I'm a writer and an editor, so it's a natural habit of mine to make a copy of everything I write or edit, before and after it’s published. Here's a copy of what I wrote, which was posted on your site on Sept. 21, which someone did, indeed, delete, along with several others' comments... . So, please re-post:
Wild Flower said...
I think this spinach/e-coli outbreak was deliberately set up so that the FDA & drug companies could push the "vital" life-death scare tactic on people so that the public would demand for the virus to be used on our food. Reverse psychology tactic. I can't be fooled. I don't want foreign viruses sprayed on or grown into or put into/onto my food or my dog's food.
10:46 AM (SEPT.21, 2006 @ 12:46 P.M. CENTRAL TIME)

8:12 PM  
Blogger always learning said...

Hi Anon,

I'm glad you have a copy of your comment. I'm not sure if you're getting this post mistaken with the "Would You Like Some Virus With That" post (8/16/06), which you did indeed comment on, and where your comment, and that of others, has always been available. (at least that I can see.. ?) The link is here:

tried to link the web address, but don't know how to do it. you can either cut and paste to find that post, or you can google "wandering visitor would you like some virus with that" and find the same post.

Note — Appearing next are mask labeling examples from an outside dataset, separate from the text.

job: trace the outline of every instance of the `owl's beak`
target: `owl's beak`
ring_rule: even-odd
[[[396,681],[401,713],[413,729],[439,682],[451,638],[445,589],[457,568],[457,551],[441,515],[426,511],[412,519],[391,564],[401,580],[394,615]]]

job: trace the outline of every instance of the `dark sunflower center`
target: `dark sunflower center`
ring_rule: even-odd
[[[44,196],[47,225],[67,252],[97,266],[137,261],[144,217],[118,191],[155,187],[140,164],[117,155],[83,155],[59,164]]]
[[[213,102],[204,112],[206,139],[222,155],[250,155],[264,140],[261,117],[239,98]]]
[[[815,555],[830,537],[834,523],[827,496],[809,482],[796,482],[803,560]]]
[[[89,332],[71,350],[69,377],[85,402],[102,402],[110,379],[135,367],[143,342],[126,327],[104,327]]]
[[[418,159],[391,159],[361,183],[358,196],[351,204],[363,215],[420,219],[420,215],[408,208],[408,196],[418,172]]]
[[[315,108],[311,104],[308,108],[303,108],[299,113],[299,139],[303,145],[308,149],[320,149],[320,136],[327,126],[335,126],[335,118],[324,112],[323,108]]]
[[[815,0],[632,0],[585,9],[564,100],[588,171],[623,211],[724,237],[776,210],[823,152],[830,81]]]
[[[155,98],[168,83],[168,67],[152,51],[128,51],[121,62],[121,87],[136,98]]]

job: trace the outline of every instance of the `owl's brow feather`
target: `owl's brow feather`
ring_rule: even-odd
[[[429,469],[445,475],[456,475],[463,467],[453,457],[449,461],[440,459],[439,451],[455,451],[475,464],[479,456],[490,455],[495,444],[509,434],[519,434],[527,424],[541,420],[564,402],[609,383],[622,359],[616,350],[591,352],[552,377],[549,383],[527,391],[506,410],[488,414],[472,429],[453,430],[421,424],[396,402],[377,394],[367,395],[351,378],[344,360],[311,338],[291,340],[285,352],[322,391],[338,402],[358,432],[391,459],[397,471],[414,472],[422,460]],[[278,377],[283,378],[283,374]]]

Please check to see if this is the post and comment you are referring to and let me know. Thanks

10:30 PM  
Anonymous Anonymous said...

It's good to know how one's food is processed, but I don't have a problem with food preservation by means of disinfection. Food borne illness is much more of a threat to human health than a hypothetical, one in a million risk of cancer due to a chlorine rinse of baby carrots. Filthy kitchen sponges and lack of handwashing and basic kitchen hygiene are more of a threat than modified atmospheric storage or chemical rinses.

12:43 PM  
Blogger Giordano said...

calcium ascorbate - that would be Vitanmin C neutralised with Calcium. I take a gram of each day.